Tenho assistindo toda a batalha com a respiração presa, Meimi se lembrou do passado. Quando tinha visto Ash pela primeira vez, Vivi tinha se escondido atrás da saia dela, tremendo… Os cavaleiros ao redor, ao verem Vivi triunfante, começaram a aplaudir e gritar.
“Agora o senhor irá poupar a vida de Barra, não é… Lorde Ahin?”
Ainda registrando a emoção coletiva, Evelyn olhou para o lado. Ahin estava muito calado.
“O que houve?”
Ahin estava parado, apenas piscando. Ele não tinha tido tempo de usar os próprios feromônios, pois ela tinha sido mais rápida e eficiente.
“Eu só…”
Ele cobriu a boca com a mão.
“Quero ver mais disso.”
Como Vivi já tinha percebido, ele não era um louco normal.
***
O ambiente estava silencioso. O único som vinha de uma caneta riscando o papel, o que, tarde da noite, me soava reconfortante. Deitada em uma almofada, olhei ao redor do escritório de Ahin. Todos os secretários dele tinham saído, então só estávamos os dois ali. Como tinha passado muito tempo no território das lebres, Ahin tinha montanhas de papelada para resolver. Por isso, ele estava fazendo horas-extras, e tinha me levado para a sua mesa em uma almofada, dizendo que se sentia solitário. Mas não era tão ruim assim. Eu estava preocupada que Ahin pudesse ter um ataque de feromônios enquanto estivesse sozinho, o que me fazia ficar rodando na cama sem dormir esses dias, quando ele chegava tarde.
A atitude de Barra, depois de ter despertado, não mudou da noite pro dia. No entanto, ele pareceu ter reconhecido meu ranking. Quando alguém se aproximava de mim sem permissão, ele se colocava na frente, e quando eu ia para qualquer lugar, ele naturalmente ia atrás. Quando Ash demonstrava amor por mim, ele apenas olhava com uma cara de quem não sabia o que fazer. Os atos de antes, de me chicotear com a cauda ou me fazer tropeçar tinham desaparecido. Ele parecia estar mudando, aos poucos.
Ahin, que aparentemente tinha escutado sobre o duelo, tinha autorizado o cancelamento da execução de Barra. Ele tinha dito que não interferiria mais em absoluto, e que Barra estava completamente sob o meu controle. Mas estava com um sorriso meio sombrio nesse momento, o que me deixou desconfortável. Ainda assim, rolei na almofada, deitando de lado, satisfeita com minha performance. Então, vi o rosto de Ahin, com os olhos fixados no documento.

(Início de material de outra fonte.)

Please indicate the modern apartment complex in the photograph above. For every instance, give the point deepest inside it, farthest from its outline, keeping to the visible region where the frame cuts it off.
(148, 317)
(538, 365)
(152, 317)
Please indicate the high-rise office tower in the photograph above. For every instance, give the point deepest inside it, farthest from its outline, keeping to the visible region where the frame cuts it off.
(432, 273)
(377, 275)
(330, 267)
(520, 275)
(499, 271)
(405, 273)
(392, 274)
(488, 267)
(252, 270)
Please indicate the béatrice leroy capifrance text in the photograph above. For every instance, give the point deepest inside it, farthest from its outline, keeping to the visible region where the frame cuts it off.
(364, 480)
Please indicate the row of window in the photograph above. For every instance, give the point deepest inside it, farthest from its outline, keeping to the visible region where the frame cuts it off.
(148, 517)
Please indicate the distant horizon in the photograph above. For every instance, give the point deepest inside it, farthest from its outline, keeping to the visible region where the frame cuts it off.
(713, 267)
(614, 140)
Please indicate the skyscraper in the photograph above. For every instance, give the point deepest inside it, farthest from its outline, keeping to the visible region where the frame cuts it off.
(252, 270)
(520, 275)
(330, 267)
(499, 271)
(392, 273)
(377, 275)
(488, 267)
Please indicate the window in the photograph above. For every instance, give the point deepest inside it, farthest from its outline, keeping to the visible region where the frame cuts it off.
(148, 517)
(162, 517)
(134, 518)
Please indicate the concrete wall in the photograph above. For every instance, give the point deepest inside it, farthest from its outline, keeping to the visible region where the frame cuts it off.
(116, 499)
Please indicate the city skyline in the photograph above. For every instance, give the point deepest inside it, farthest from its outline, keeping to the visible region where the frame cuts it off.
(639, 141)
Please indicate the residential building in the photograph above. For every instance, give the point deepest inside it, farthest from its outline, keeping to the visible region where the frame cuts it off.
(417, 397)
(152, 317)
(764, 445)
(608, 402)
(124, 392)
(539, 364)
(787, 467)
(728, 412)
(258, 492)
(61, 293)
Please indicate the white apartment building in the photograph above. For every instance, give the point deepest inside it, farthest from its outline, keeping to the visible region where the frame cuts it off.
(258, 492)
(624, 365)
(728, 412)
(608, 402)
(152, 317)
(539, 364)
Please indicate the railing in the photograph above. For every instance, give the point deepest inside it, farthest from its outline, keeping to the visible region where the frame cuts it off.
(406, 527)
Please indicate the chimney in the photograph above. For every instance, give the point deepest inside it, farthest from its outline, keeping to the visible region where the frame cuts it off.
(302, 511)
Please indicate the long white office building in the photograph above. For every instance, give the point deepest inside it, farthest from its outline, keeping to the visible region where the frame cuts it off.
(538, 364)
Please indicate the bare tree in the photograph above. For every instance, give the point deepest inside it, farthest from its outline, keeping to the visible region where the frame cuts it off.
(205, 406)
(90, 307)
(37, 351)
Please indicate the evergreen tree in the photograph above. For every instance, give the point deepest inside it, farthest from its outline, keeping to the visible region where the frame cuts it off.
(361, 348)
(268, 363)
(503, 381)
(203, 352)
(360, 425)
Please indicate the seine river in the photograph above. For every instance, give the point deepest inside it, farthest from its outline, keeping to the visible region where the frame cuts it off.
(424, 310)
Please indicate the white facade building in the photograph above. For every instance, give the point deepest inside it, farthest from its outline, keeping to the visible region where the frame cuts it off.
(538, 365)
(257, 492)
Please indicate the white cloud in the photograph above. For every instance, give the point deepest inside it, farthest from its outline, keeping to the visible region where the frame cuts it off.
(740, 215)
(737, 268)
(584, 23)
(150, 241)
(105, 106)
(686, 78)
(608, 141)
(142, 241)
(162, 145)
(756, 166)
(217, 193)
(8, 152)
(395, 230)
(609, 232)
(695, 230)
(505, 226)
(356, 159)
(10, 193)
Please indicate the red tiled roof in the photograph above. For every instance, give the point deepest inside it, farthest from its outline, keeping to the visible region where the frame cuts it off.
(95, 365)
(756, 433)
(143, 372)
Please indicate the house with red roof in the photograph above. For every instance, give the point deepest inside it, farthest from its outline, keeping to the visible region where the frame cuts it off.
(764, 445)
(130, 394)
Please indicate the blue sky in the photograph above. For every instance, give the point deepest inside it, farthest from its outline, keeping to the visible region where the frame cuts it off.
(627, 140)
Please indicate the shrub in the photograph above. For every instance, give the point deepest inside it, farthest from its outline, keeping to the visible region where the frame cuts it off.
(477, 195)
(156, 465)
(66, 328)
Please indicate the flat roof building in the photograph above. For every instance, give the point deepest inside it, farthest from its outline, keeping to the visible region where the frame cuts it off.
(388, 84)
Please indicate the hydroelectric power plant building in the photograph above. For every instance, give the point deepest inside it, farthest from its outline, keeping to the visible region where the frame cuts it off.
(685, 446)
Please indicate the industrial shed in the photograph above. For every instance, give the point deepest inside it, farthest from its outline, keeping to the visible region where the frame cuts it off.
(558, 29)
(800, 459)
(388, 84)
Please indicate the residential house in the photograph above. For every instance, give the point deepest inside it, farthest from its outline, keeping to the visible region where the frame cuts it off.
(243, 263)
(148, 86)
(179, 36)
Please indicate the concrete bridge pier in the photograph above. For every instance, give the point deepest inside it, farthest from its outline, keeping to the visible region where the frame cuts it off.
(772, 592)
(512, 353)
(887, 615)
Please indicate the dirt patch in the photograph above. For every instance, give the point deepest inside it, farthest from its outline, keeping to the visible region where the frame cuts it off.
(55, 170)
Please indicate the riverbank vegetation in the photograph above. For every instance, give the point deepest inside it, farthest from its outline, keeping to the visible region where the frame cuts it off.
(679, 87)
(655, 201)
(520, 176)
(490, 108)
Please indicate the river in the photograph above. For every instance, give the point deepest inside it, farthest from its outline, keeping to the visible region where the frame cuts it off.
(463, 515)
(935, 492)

‘Ele só fica lendo, nem me percebeu…’
Rolei de um lado para o outro, focada em Ahin. Não estava conseguindo olhar direito para o rosto dele ultimamente.
‘O que ele quis dizer com “a pessoa com a qual eu me importo” naquela hora?’
Será que era o que eu estava pensando? Quanto mais eu imaginava, menos conseguia olhá-lo nos olhos. Estava tão envergonhada que tinha medo que meu pelo ficasse vermelho. Rolando e rolando, vi seu perfil. Os cabelos prateados estavam ligeiramente desarrumados. Os cílios longos criavam uma sombra sobre seu rosto, enquanto encarava os documentos. Como alguém podia ser tão bonito? Corri o olhar pelo nariz dele, e parei nos lábios vermelhos. Meu rosto estava queimando outra vez. Secretamente esfreguei o meu nariz, mas felizmente não estava sangrando.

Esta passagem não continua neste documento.